Zaks, D., Barford, C., Ramankutty, N., & Foley, J. (2009). Producer and consumer responsibility for greenhouse gas emissions from agricultural production perspective from the Brazilian Amazon. Environmental Research Letters, 4, 1-12.

Zilberman, D., Schmitz, A., Casterline, G., Lichtenberg, E., & Siebert, J. (1991). The economics of pesticide use and regulation. Science, 253(5019), 518.
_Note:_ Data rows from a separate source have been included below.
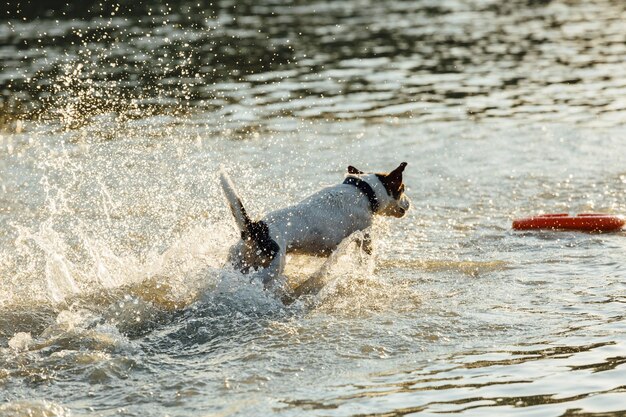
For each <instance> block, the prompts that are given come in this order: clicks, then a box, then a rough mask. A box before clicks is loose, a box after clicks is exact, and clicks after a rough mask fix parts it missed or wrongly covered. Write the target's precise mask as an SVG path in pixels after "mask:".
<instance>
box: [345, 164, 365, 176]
mask: <svg viewBox="0 0 626 417" xmlns="http://www.w3.org/2000/svg"><path fill="white" fill-rule="evenodd" d="M348 174H352V175H361V174H365V172H363V171H361V170H360V169H356V168H355V167H353V166H352V165H348Z"/></svg>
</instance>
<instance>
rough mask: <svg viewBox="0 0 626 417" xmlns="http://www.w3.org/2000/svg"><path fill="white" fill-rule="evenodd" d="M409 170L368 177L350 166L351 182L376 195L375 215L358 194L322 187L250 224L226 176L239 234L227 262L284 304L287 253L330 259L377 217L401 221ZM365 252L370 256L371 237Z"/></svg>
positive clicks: (402, 167) (228, 200)
mask: <svg viewBox="0 0 626 417" xmlns="http://www.w3.org/2000/svg"><path fill="white" fill-rule="evenodd" d="M405 166H406V163H405V162H403V163H402V164H400V166H399V167H398V168H396V169H395V170H393V171H392V172H390V173H388V174H384V173H379V174H368V173H365V172H363V171H361V170H358V169H356V168H354V167H353V166H349V167H348V175H347V177H354V178H358V179H359V180H360V181H362V182H365V183H367V184H368V185H369V187H370V188H371V190H372V191H373V192H374V195H375V198H376V200H377V204H378V209H377V211H376V213H373V212H372V206H371V204H370V200H369V198H368V197H367V196H366V195H365V194H364V193H363V192H362V191H361V190H360V189H358V188H357V187H355V186H354V185H350V184H344V183H341V184H337V185H334V186H331V187H327V188H324V189H322V190H320V191H318V192H317V193H315V194H313V195H311V196H309V197H308V198H306V199H305V200H303V201H302V202H300V203H298V204H295V205H293V206H290V207H286V208H284V209H280V210H276V211H273V212H271V213H268V214H267V215H266V216H265V217H264V218H263V219H261V220H258V221H252V220H251V219H250V217H249V216H248V214H247V212H246V210H245V208H244V206H243V203H242V201H241V198H240V197H239V195H238V194H237V193H236V191H235V188H234V185H233V183H232V181H231V179H230V178H229V177H228V174H226V172H225V171H222V172H221V173H220V181H221V184H222V188H223V190H224V194H225V195H226V199H227V201H228V204H229V207H230V209H231V212H232V214H233V216H234V218H235V221H236V224H237V226H238V228H239V230H240V232H241V239H240V240H239V241H238V242H237V243H236V244H235V245H234V246H233V247H232V248H231V250H230V253H229V259H228V261H229V262H230V263H231V264H232V265H233V266H234V267H235V268H236V269H238V270H239V271H241V272H242V273H244V274H250V275H252V276H253V277H255V278H256V277H258V278H259V279H261V280H262V282H263V284H264V285H265V288H266V289H270V290H273V291H275V292H277V293H278V294H279V295H280V296H281V297H283V299H285V296H286V287H285V285H284V282H283V277H282V276H281V274H282V272H283V270H284V268H285V258H286V254H287V253H299V254H306V255H313V256H328V255H330V254H331V253H332V251H333V250H335V249H336V248H337V246H338V245H339V244H340V243H341V241H343V239H345V238H346V237H348V236H350V235H351V234H352V233H354V232H356V231H361V230H365V229H367V228H369V227H370V226H371V224H372V220H373V217H374V215H383V216H392V217H403V216H404V215H405V214H406V211H407V210H408V209H409V207H410V200H409V199H408V197H407V196H406V195H404V184H403V182H402V172H403V171H404V167H405ZM370 194H371V192H370ZM362 247H363V248H364V250H365V251H366V252H368V253H370V252H371V239H370V237H369V234H367V235H366V237H365V239H364V242H363V245H362ZM296 292H297V291H296ZM294 295H295V294H294Z"/></svg>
Zwick, S. (2010). Insiders say REDD+ Work Plan was Edited at Last Minute. Retrieved 3/20, 2012, from http://www.ecosystemmarketplace.com/pages/dynamic/article.page.php?page_id=7873&section=news_arti

Examining and Supporting Agricultural Interventions to Reduce Deforestation … · 2018. 10. 10. · from deforestation and forest degradation in developing countries.” The second - [PDF Document] (2024)

References

Top Articles
Latest Posts
Article information

Author: Catherine Tremblay

Last Updated:

Views: 6343

Rating: 4.7 / 5 (47 voted)

Reviews: 94% of readers found this page helpful

Author information

Name: Catherine Tremblay

Birthday: 1999-09-23

Address: Suite 461 73643 Sherril Loaf, Dickinsonland, AZ 47941-2379

Phone: +2678139151039

Job: International Administration Supervisor

Hobby: Dowsing, Snowboarding, Rowing, Beekeeping, Calligraphy, Shooting, Air sports

Introduction: My name is Catherine Tremblay, I am a precious, perfect, tasty, enthusiastic, inexpensive, vast, kind person who loves writing and wants to share my knowledge and understanding with you.